First numerical investigation of a conjecture by N. N. Nekhoroshev about stability in quasi-integrable systems.

We investigate numerically a conjecture by N. N. Nekhoroshev about the influence of a geometric property, called steepness, on the long term stability of quasi-integrable systems. In a Nekhoroshev's 1977 paper, it is conjectured that, among the steep systems with the same number ν of frequencies, the convex ones are the most stable, and it is suggested to investigate numerically the problem. Following this suggestion, we numerically study and compare the diffusion of the actions in quasi-integrable systems with different steepness properties in a large range of variation of the perturbation parameter ɛ and different dimensions of phase space corresponding to ν = 3 and ν = 4 (ν ≤ 2 is not significant for the conjecture).
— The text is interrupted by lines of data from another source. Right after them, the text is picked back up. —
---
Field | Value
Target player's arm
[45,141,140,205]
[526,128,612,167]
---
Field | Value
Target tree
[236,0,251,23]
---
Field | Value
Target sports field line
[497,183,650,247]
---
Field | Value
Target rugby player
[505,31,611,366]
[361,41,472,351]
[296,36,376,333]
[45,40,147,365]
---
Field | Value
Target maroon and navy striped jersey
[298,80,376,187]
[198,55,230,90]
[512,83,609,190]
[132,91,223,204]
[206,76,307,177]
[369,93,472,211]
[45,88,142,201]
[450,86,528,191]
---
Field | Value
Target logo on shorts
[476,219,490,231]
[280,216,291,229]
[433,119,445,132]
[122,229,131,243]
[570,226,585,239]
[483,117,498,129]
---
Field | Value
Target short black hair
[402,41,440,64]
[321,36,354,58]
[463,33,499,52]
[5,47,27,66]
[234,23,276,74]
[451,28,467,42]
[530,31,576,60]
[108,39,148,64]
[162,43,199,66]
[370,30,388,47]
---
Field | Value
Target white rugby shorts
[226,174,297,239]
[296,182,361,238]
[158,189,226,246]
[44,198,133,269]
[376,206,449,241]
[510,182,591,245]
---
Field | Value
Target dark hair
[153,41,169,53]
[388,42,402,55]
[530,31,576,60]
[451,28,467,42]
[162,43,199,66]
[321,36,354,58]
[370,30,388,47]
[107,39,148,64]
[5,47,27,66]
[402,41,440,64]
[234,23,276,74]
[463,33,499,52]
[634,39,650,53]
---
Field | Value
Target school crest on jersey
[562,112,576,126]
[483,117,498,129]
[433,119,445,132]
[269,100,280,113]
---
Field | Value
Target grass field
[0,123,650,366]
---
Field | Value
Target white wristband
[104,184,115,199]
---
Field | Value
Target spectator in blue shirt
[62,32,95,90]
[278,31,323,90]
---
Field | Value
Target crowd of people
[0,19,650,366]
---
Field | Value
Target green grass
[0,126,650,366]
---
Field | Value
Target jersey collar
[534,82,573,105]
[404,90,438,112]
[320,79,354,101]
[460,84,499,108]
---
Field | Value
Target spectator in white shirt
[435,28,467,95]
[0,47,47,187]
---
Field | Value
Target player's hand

For six dimensional maps (ν = 4), our numerical experiments perfectly agree with the Nekhoroshev conjecture: for both convex and non convex cases, the numerically computed diffusion coefficient D of the actions is compatible with an exponential fit, and the convex case is definitely more stable than the steep one. For four dimensional maps (ν = 3), since we find that in the steep case D(ɛ) has large oscillations around an exponential behaviour, the agreement of our numerical experiments with the conjecture is not sharp, and it is found by considering a sup over different initial conditions.